Il remporte les premières courses de la saison 1954 avec Maserati, mais Mercedes vient le chercher en pleine saison et il accepte l'offre. Malgré le changement d'équipe, ses victoires lui assurent une seconde couronne. Au cours du championnat 1955 il se bat contre son coéquipier Stirling Moss et réussit à signer son troisième titre.

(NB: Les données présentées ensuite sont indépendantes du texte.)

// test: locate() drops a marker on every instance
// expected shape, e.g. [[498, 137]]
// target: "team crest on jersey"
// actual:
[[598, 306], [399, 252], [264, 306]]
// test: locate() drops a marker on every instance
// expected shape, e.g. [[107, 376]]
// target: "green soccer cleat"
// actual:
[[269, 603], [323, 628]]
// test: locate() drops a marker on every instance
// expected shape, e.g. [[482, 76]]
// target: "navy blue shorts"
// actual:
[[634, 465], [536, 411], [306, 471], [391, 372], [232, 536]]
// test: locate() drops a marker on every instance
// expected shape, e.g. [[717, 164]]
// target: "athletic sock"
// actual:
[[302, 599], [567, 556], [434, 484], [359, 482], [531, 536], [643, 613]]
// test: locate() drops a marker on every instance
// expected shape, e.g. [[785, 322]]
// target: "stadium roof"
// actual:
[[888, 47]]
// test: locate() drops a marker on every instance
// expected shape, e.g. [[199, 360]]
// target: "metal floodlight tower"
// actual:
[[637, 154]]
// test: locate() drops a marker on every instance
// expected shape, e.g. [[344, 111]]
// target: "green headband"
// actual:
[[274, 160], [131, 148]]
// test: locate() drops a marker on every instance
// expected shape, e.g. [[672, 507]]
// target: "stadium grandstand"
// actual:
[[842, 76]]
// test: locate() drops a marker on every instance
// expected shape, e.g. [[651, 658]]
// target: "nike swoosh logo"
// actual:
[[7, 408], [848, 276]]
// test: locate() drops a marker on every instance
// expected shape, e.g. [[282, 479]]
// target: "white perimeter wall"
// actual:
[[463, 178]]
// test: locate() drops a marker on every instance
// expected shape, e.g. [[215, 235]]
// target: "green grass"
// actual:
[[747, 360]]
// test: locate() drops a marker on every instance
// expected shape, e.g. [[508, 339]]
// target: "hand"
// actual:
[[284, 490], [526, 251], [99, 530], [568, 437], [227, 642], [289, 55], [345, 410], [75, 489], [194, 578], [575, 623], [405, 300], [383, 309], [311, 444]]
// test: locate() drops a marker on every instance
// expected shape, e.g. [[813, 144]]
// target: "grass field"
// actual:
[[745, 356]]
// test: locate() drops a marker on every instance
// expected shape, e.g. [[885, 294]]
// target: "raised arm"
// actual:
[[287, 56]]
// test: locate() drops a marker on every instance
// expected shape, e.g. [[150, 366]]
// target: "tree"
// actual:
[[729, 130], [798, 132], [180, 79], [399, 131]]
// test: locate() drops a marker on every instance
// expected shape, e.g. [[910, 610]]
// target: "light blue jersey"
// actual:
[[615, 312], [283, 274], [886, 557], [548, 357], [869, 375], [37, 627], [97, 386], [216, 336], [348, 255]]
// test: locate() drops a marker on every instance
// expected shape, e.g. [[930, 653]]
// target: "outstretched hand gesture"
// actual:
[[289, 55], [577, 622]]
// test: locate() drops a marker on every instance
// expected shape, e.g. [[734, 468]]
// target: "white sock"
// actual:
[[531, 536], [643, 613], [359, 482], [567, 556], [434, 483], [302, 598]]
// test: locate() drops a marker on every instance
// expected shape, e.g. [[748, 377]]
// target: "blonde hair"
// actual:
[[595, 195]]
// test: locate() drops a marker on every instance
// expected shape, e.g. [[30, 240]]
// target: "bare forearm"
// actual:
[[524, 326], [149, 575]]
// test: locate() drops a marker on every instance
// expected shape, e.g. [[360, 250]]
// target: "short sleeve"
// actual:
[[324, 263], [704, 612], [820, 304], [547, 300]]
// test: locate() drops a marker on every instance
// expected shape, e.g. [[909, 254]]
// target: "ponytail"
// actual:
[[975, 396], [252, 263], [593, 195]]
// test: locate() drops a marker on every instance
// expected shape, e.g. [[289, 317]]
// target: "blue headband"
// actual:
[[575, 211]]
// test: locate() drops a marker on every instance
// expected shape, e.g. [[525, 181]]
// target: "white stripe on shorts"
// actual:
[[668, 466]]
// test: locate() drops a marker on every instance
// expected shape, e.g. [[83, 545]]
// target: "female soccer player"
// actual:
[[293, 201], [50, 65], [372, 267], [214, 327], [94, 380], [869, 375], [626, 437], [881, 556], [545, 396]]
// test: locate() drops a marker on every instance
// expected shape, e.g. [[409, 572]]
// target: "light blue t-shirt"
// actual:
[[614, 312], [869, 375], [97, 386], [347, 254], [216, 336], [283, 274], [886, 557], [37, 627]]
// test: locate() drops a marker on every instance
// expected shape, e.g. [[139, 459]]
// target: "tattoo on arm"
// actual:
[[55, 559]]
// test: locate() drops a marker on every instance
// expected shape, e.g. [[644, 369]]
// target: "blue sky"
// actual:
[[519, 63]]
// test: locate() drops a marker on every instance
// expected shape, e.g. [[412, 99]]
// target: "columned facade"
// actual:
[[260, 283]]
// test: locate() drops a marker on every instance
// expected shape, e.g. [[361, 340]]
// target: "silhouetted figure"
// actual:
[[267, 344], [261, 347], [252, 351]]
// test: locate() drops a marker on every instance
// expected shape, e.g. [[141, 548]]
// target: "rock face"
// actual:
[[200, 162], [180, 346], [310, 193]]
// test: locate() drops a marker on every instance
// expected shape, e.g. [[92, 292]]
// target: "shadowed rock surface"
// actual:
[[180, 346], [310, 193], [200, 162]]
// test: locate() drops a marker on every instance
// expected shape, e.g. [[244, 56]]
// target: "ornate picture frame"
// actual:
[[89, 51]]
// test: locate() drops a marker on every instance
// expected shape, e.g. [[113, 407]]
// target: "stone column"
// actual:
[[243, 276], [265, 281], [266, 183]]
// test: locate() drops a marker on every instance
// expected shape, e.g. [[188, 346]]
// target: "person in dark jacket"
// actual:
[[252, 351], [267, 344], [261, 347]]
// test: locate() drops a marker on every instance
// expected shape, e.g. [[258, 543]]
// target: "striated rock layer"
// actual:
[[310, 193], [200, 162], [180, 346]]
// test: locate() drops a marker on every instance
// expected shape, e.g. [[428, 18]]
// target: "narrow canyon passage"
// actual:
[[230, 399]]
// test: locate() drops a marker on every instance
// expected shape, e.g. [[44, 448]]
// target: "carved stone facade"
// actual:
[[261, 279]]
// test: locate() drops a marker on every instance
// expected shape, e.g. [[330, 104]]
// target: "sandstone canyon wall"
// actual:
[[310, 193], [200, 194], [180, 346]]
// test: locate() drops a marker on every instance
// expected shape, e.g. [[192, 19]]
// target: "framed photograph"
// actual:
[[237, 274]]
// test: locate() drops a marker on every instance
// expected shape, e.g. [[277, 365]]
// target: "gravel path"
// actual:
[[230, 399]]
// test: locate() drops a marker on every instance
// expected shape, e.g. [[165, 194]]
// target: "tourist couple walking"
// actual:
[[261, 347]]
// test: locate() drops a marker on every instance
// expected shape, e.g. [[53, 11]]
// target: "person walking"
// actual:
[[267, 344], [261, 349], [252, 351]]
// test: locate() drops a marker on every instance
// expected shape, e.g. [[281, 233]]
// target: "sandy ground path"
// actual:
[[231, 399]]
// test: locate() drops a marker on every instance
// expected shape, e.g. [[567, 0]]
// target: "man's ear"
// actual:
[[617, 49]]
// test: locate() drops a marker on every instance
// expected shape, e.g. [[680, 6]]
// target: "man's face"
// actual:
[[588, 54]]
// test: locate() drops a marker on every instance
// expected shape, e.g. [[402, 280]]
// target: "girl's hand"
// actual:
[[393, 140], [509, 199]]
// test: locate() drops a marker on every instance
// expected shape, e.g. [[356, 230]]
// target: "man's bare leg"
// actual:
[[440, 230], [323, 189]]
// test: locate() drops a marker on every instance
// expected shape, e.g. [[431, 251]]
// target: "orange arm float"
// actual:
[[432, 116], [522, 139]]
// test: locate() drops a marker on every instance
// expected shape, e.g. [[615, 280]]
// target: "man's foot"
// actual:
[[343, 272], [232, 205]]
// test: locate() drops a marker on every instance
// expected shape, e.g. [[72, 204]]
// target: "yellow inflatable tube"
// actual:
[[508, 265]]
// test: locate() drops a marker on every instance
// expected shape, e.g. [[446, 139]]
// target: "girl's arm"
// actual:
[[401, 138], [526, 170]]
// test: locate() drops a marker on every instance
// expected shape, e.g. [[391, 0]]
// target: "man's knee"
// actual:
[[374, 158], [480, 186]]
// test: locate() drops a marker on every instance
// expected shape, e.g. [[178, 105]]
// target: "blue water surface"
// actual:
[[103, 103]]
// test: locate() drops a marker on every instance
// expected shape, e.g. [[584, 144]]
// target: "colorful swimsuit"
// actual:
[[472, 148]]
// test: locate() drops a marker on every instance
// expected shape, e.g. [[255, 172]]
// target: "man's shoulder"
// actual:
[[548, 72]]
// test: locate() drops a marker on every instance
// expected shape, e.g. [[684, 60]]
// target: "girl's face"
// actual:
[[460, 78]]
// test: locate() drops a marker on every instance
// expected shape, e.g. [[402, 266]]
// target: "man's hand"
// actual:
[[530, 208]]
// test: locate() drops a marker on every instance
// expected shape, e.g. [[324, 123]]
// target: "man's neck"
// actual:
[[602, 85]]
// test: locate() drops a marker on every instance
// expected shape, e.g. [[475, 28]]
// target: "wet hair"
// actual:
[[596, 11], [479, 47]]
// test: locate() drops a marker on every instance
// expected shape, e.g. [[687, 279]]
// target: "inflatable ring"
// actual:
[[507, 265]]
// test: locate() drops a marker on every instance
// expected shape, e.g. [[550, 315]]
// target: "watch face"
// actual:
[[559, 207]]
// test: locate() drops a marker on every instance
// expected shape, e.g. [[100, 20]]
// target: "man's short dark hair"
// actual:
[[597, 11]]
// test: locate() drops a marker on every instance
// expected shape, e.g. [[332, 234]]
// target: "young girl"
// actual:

Cependant, suite au désastre du Mans, Mercedes se retire de la compétition automobile. Fangio rejoint Ferrari en 1956 où il lutte contre son coéquipier Peter Collins et le nouveau pilote de Maserati, Stirling Moss. À cette époque, les coéquipiers peuvent partager une même voiture si l'autre tombe en panne, et ce fut le cas à Monza. Sa voiture hors service, Fangio prend le volant du bolide de Collins, les deux se séparent les points, et Fangio remporte alors son quatrième championnat. 
 De retour chez Maserati en 1957, il récolte son cinquième titre avec un mérite époustouflant lors d'un Grand Prix d'Allemagne décisif. Meneur de la course, un arrêt aux puits raté le voit revenir en piste 45 secondes derrière ses rivaux, Peter Collins et Mike Hawthorn. Obligé de rattraper le temps perdu, Fangio se lance comme un fou, diminuant la distance qui le sépare des pilotes Ferrari tour après tour. Il brise même le record du circuit. Il réussit à les rejoindre pendant l'avant-dernier tour et force son chemin : Fangio remporte la course - et le titre - par trois secondes. Cette performance magistrale est un des grands moments forts de la Formule 1. Il s'agit aussi de la dernière victoire de Fangio. En 1958, Fangio s'incrit au Grand Prix d'Argentine, première course de la saison.
 L'argentin ne participe plus au championnat avant la mi-saison et le Grand Prix de France, qu'il annonce comme étant son dernier; il a 47 ans. Juan Manuel Fangio détient la meilleure moyenne de tous les pilotes de F1 : 24 victoires en 51 courses, un taux de 47%. Les championnats d'alors comptaient bien moins de courses qu'aujourd'hui, mais "Maestro" Fangio demeure néanmoins un des plus grands pilotes de la Formule 1. Son record de titres mondiaux aura tenu près d'un demi-siècle.